Integration with invoice generation

Inject decision.data.invoice_note directly into the invoice PDF to satisfy Article 226 of the EU VAT Directive:

lib/invoice.ts
import { Vatverify } from '@vatverify/node';

const vat = new Vatverify(process.env.VATVERIFY_API_KEY!);

export async function buildInvoiceData({
  sellerVat,
  buyerVat,
  subtotal,
}: {
  sellerVat: string;
  buyerVat: string;
  subtotal: number;
}) {
  const decision = await vat.decide({
    seller_vat: sellerVat,
    buyer_vat: buyerVat,
  });

  const vatAmount = subtotal * (decision.data.rate / 100);
  const total = subtotal + vatAmount;

  return {
    subtotal,
    vatRate: decision.data.rate,
    vatAmount,
    total,
    // Paste this string directly onto the invoice PDF
    legalNote: decision.data.invoice_note,
    mechanism: decision.data.mechanism,
  };
}

Legal basis: EU VAT Directive Article 196

Article 196 of Council Directive 2006/112/EC (the EU VAT Directive) is the legal foundation for the cross-border B2B reverse-charge mechanism. The operative text: "VAT shall be payable by any taxable person to whom the services referred to in Article 44 are supplied, where those services are supplied by a taxable person not established within the territory of the Member State." In plain terms: when a taxable person (business) in one member state buys general-rule services from a supplier established elsewhere in the EU, the buyer (not the seller) is liable to account for VAT. That shift of liability is what makes zero-rating on the seller's invoice compliant instead of criminal.

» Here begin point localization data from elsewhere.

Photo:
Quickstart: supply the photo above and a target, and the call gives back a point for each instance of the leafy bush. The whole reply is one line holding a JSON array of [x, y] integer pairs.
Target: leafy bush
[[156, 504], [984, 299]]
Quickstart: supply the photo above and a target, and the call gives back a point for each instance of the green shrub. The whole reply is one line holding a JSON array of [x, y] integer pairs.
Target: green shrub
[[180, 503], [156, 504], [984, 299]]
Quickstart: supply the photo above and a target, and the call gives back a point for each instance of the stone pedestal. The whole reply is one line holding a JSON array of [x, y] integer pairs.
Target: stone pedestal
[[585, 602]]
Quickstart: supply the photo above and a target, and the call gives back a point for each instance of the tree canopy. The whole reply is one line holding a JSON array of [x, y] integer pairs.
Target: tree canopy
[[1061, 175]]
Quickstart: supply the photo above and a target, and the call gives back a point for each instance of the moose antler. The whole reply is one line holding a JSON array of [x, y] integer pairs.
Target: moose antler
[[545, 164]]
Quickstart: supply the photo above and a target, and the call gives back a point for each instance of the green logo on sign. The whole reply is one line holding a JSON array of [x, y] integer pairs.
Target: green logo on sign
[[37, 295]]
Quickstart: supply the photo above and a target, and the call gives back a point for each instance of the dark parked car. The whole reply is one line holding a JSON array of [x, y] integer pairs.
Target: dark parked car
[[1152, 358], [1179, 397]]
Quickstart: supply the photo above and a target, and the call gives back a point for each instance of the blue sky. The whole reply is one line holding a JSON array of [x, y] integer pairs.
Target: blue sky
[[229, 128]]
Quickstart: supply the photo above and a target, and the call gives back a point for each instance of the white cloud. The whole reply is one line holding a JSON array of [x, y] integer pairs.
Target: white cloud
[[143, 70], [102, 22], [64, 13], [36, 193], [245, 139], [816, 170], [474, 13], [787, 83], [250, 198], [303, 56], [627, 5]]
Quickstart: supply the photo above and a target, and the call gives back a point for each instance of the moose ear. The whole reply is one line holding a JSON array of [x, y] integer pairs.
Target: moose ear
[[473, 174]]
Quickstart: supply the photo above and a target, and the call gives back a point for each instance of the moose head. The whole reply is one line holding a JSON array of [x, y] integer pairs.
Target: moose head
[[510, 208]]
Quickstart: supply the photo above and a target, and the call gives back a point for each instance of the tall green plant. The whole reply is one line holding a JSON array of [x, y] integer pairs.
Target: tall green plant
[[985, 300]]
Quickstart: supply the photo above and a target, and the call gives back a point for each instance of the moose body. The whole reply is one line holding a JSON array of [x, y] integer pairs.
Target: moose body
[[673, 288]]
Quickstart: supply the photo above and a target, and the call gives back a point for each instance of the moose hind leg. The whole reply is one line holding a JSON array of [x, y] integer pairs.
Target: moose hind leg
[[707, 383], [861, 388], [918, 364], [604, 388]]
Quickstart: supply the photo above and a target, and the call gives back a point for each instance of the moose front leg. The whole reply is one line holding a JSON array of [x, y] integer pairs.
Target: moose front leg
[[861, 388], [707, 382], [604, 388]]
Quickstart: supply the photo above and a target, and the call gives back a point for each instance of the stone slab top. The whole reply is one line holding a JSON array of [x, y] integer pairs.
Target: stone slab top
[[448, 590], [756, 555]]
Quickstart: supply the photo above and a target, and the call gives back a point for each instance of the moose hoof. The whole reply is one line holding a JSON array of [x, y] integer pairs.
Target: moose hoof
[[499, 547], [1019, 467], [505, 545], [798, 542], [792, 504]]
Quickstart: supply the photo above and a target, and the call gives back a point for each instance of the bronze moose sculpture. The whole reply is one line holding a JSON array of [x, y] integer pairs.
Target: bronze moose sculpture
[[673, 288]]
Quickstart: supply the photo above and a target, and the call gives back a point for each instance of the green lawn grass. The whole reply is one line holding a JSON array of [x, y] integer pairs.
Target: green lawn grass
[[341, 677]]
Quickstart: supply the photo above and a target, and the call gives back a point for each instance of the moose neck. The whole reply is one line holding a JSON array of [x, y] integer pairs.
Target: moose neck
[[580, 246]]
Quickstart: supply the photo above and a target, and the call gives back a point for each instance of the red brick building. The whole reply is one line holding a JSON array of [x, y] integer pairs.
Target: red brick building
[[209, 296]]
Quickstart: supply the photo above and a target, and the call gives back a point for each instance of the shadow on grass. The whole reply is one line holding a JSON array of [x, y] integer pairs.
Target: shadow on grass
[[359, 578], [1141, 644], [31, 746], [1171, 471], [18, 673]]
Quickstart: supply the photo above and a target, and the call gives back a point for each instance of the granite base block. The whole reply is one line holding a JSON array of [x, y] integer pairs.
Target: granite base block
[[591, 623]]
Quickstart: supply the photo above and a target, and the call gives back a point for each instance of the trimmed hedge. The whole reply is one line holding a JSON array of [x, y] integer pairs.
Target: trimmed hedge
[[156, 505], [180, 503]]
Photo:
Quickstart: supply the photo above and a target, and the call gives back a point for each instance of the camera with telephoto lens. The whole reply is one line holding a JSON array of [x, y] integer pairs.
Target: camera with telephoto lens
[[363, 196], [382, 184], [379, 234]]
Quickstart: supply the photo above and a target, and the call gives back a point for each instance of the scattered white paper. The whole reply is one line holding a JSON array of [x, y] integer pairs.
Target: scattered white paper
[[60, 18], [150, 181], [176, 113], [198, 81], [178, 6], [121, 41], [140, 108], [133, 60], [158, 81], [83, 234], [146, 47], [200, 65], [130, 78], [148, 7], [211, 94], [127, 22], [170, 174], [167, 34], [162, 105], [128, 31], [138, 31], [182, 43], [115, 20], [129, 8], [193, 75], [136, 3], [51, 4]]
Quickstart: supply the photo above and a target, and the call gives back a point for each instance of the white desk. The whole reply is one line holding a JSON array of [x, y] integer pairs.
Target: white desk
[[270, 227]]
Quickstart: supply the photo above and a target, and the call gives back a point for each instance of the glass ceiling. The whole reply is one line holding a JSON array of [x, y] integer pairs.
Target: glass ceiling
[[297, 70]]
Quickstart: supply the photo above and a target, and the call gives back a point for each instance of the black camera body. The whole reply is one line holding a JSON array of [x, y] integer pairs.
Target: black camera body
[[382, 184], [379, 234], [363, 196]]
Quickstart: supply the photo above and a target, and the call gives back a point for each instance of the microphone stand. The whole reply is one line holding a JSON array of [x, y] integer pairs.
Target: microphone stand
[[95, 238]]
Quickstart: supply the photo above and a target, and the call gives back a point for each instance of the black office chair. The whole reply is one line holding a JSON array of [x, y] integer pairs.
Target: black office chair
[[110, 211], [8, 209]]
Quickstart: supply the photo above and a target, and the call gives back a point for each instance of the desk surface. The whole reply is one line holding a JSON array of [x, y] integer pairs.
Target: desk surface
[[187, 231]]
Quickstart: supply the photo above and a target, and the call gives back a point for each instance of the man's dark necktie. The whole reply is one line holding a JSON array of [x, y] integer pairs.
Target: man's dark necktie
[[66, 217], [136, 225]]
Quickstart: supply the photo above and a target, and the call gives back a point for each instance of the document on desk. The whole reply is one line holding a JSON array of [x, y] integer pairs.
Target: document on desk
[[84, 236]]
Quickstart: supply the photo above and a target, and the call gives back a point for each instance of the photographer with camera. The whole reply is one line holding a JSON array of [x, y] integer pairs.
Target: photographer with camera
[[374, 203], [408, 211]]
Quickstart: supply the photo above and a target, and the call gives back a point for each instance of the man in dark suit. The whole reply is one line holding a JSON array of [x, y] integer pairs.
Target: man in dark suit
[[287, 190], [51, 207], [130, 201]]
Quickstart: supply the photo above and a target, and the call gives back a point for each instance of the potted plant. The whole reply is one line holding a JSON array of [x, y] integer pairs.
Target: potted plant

Article 226 of the same directive lists the mandatory particulars on a VAT invoice. For reverse-charge supplies, it specifically requires a reference to the provision under which the reverse-charge applies. The /v1/decide response returns invoice_note: "Reverse charge — VAT to be accounted for by the recipient" alongside legal_basis: "EU VAT Directive Article 196". Print both verbatim on the invoice and the combination satisfies the Article 226 requirement without legal copy-editing.

Article 196 covers the general rule for services under Article 44. Special rules exist for real estate (Article 47), passenger transport (Article 48), restaurant and catering services (Article 55), admission to cultural events (Article 53), and short-term hire of means of transport (Article 56). These are out of scope for /v1/decide today. For edge cases or non-standard supplies, consult a VAT advisor. The /decide response is intentionally conservative and will surface known limitations rather than guess.

FAQ

Does this endpoint cover UK VAT?

Not in v1. UK coverage (including UK→EU and UK domestic scenarios under HMRC rules) is planned for v2. See the HMRC VAT check guide for UK-only validation in the meantime.

Does it handle OSS or IOSS?

No. The /v1/decide endpoint is B2B only. OSS (One Stop Shop) and IOSS apply to B2C cross-border sales and are not currently in scope.

What about digital services with special place-of-supply rules?

For most B2B digital services, the general rule (Article 44 of the EU VAT Directive) applies: place of supply is where the buyer is established, which triggers the reverse charge. Edge cases like pre-recorded online events may have different rules. Consult a tax advisor.

Do distance-selling thresholds affect this?

Distance-selling thresholds (€10,000 OSS threshold) apply to B2C sales, not B2B. If you have a valid buyer VAT number, the reverse charge applies regardless of transaction volume.

What should I do if the API is down?

If /v1/decide returns a 5xx, do not silently charge zero VAT. That could be incorrect. The safest fallback is to block checkout and show an error message. See handle-vies-downtime for retry and fallback patterns.